Supreme Court Declines Challenge to Trump’s Steel Tariffs

A challenge to President Trump’s steel tariffs has been declined to be heard by the Supreme Court handing Trump a much-needed win.

According to Fox News:

The Supreme Court on Monday left in place President Trump’s 25 percent steel tariffs, declining to hear a challenge to the law that authorized it.

An association of steel importers and other companies argued that section 232 of the Trade Expansion Act of 1962 is unconstitutional because it was an improper delegation of power to the president that should belong to Congress. After the U.S. Court of Appeals for the Federal Circuit ruled against them, the Supreme Court opted to let the matter end there.

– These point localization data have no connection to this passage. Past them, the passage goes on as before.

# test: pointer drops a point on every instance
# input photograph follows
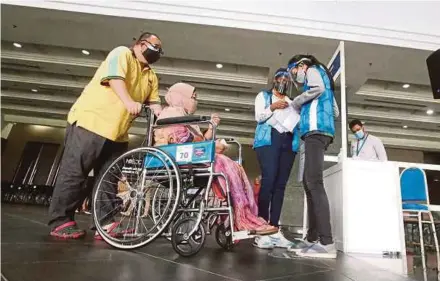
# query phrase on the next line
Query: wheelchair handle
(182, 120)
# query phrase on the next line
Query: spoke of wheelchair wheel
(140, 170)
(116, 175)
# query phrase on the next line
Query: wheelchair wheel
(223, 236)
(159, 199)
(184, 245)
(122, 200)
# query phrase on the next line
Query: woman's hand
(281, 104)
(220, 146)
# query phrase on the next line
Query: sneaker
(263, 242)
(69, 230)
(318, 250)
(279, 241)
(299, 245)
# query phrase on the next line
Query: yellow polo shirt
(100, 110)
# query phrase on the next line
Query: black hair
(311, 60)
(146, 35)
(354, 123)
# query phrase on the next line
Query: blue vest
(317, 114)
(263, 132)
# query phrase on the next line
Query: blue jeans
(276, 161)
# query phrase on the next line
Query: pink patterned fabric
(181, 103)
(245, 207)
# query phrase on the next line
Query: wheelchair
(166, 191)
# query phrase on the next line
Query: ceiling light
(41, 128)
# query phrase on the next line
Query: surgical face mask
(300, 76)
(151, 55)
(359, 134)
(281, 86)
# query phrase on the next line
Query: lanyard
(358, 149)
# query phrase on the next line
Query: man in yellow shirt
(98, 123)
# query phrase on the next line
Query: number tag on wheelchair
(184, 153)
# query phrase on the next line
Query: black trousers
(276, 161)
(83, 151)
(318, 210)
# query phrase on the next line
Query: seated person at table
(182, 101)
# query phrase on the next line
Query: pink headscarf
(180, 95)
(180, 103)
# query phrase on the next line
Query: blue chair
(415, 202)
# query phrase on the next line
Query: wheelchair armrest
(182, 120)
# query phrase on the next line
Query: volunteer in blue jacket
(276, 148)
(317, 129)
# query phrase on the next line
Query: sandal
(267, 230)
(68, 230)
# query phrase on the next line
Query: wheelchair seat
(185, 154)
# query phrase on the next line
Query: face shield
(297, 74)
(282, 82)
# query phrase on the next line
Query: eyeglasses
(154, 47)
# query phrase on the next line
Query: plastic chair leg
(434, 232)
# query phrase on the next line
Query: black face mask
(151, 56)
(281, 87)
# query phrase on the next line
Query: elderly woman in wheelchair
(181, 186)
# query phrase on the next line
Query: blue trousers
(276, 161)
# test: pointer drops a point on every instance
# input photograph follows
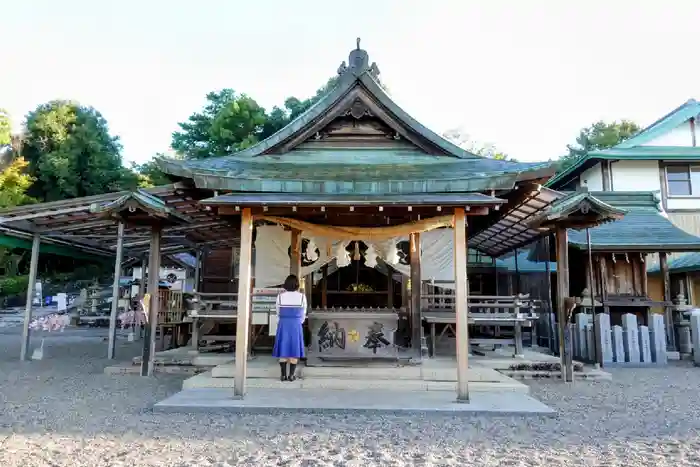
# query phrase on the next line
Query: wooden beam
(115, 292)
(461, 309)
(33, 267)
(149, 341)
(565, 349)
(244, 303)
(668, 311)
(295, 254)
(416, 318)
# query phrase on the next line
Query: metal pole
(115, 292)
(517, 274)
(33, 266)
(149, 341)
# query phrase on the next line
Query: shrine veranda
(388, 225)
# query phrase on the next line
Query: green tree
(600, 135)
(14, 183)
(460, 138)
(230, 122)
(5, 129)
(149, 175)
(71, 153)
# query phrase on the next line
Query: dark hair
(291, 283)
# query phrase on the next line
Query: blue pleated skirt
(289, 340)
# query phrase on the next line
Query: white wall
(679, 136)
(635, 176)
(683, 203)
(592, 178)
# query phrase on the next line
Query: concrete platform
(478, 382)
(268, 400)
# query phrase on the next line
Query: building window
(683, 180)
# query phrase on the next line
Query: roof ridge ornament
(358, 63)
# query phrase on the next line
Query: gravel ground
(63, 411)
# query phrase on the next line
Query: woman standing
(289, 340)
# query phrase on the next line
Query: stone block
(618, 344)
(590, 343)
(658, 339)
(603, 336)
(644, 344)
(695, 335)
(630, 337)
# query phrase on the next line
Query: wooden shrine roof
(356, 140)
(80, 222)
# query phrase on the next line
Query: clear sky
(523, 75)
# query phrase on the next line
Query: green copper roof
(643, 228)
(574, 202)
(525, 264)
(429, 164)
(686, 262)
(632, 149)
(668, 122)
(304, 199)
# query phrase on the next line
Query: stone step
(205, 380)
(426, 372)
(127, 369)
(589, 375)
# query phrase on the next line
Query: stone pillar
(244, 303)
(695, 331)
(644, 344)
(631, 337)
(658, 339)
(461, 307)
(115, 292)
(603, 338)
(619, 345)
(33, 267)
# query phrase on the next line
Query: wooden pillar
(197, 269)
(565, 349)
(668, 310)
(295, 256)
(324, 289)
(416, 319)
(604, 283)
(550, 306)
(115, 292)
(244, 302)
(461, 307)
(33, 266)
(149, 341)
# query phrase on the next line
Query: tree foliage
(230, 122)
(149, 175)
(460, 138)
(71, 153)
(600, 135)
(14, 183)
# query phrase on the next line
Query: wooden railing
(172, 309)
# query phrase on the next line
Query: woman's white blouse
(291, 299)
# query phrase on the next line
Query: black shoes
(283, 371)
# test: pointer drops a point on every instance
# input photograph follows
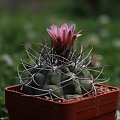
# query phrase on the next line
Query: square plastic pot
(23, 107)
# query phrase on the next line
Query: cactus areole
(60, 84)
(57, 72)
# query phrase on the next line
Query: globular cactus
(57, 72)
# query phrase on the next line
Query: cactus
(57, 72)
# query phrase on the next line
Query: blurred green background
(24, 22)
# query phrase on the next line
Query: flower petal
(72, 28)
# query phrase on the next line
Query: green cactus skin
(55, 81)
(57, 77)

“This case is an ideal vehicle for the Court to make clear that the nondelegation doctrine has continued vitality where the statute has no boundaries and Congress has delegated to the President unbridled discretion to tax imports and to impose other limitations as he sees fit,” the steel companies argued in their petition to the Supreme Court.

The appeals court and a lower court both ruled that this very issue was already decided in the 1976 case of Federal Energy Administration. v. Algonquin SNG, Inc., where the Supreme Court ruled that section 232 does not violate the nondelegation doctrine.

The exceptions to the tariffs were Canada and Mexico and Trump stated that it was his intention to protect the aluminum and steel industries while being flexible with those who are friendly with the U.S.